«Ce n’est au fond pas si courant que cela qu’un parlementaire ou un membre du Conseil fédéral soit pris de fou rire à la tribune. J’ai pris la suite, me suis-je rendu compte hier, de Doris Leuthard et de Hans-Rudolf Merz qui ont aussi été saisis d’un tel fou rire à la tribune…»: celle qui parle au téléphone du Temps, c’est Géraldine Savary, la conseillère aux Etats socialiste, qui a égayé mardi 9 juin toute la Berne fédérale par un fou rire homérique au milieu de la discussion d’une motion consacrée à une terrible maladie ovine: le piétin de mouton.

Un fou rire qui a prestement fait le tour des réseaux sociaux, comptes Twitter et pages Facebook réunies.

Etre prise d’un fou rire lorsqu’on parle de l’évolution terrifiante et sournoise du piétin sous les onglons de moutons: pensez voir. Et ne plus pouvoir quasi se reprendre, au point de se prendre même les pieds dans le tapis lexicographique en parlant, au bord des larmes, du «piéton de mouton»…

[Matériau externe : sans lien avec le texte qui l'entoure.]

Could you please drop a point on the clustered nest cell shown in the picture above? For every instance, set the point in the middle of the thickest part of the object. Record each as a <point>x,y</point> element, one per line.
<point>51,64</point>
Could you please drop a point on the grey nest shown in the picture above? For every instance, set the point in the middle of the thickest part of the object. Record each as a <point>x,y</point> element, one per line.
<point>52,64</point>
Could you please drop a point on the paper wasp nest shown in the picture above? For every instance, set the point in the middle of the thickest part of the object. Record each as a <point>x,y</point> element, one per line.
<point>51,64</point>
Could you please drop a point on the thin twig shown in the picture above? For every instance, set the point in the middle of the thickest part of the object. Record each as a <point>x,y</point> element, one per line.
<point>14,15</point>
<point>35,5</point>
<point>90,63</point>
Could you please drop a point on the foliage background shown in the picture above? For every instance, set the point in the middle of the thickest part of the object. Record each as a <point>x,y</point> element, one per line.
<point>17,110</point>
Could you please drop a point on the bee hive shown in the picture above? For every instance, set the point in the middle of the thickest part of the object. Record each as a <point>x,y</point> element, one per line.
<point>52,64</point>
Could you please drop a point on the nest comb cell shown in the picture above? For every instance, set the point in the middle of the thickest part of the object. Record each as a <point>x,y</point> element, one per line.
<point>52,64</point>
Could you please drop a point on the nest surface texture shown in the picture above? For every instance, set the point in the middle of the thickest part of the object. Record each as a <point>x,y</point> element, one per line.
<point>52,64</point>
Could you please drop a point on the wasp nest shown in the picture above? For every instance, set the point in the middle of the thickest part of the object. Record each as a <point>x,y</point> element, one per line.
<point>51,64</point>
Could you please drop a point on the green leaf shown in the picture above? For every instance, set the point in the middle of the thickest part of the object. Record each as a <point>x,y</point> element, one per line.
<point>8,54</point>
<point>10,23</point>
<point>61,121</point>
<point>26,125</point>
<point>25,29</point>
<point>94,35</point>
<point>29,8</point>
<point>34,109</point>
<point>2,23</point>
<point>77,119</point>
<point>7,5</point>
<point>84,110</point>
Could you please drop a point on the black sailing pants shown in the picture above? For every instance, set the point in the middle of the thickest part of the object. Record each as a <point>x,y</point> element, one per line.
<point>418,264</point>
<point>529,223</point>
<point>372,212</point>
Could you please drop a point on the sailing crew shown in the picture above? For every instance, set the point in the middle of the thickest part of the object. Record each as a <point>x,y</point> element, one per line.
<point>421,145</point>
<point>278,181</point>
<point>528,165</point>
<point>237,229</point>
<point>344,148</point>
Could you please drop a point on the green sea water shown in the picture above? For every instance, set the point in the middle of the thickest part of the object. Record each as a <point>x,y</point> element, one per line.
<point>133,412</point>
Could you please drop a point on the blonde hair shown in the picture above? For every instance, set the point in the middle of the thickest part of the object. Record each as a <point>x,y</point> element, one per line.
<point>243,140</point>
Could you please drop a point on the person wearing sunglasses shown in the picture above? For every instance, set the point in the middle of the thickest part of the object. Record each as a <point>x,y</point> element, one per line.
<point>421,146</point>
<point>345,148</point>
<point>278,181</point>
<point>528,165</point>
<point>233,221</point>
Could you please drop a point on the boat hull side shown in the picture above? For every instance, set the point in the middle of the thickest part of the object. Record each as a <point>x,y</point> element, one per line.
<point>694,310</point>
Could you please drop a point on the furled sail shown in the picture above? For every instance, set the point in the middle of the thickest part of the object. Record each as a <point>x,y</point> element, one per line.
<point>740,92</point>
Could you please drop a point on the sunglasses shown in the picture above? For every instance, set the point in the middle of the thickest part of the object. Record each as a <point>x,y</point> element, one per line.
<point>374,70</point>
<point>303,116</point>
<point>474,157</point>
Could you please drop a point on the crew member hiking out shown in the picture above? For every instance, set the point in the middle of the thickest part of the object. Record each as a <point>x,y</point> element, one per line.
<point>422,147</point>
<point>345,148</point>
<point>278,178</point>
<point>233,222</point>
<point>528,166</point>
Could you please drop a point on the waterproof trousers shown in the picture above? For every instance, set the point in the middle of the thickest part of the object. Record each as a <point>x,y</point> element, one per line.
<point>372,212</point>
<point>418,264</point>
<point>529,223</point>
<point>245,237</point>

«J’ai eu honte, mais j’ai eu honte», confie la politicienne. «D’autant que c’est réellement une terrible maladie qui réduit les moutons qui l’attrapent à une condition misérable.» On lui demande qui ou quoi a bien pu provoquer son début d’hilarité irrépressible. «Je suis présidente de la Commission de la science, de l’éducation et de la culture du conseil des Etats. A ce titre, nous incombe le traitement de toute une série de motions concernant la protection des animaux. J’avais dû me pencher peu avant sur une histoire d’ailerons de requin. Je vais bientôt devoir évoquer la drosophile du cerisier. Bref, mes collègues romands n’ont cessé de me charrier, alors quand cette histoire de piétin, d’onglons et de moutons est arrivée, j’ai tout simplement craqué. Mais j’ai honte, vraiment. Quand le conseiller fédéral Alain Berset a répondu, il s’est, lui, bien gardé de prononcer une fois le mot piétin.»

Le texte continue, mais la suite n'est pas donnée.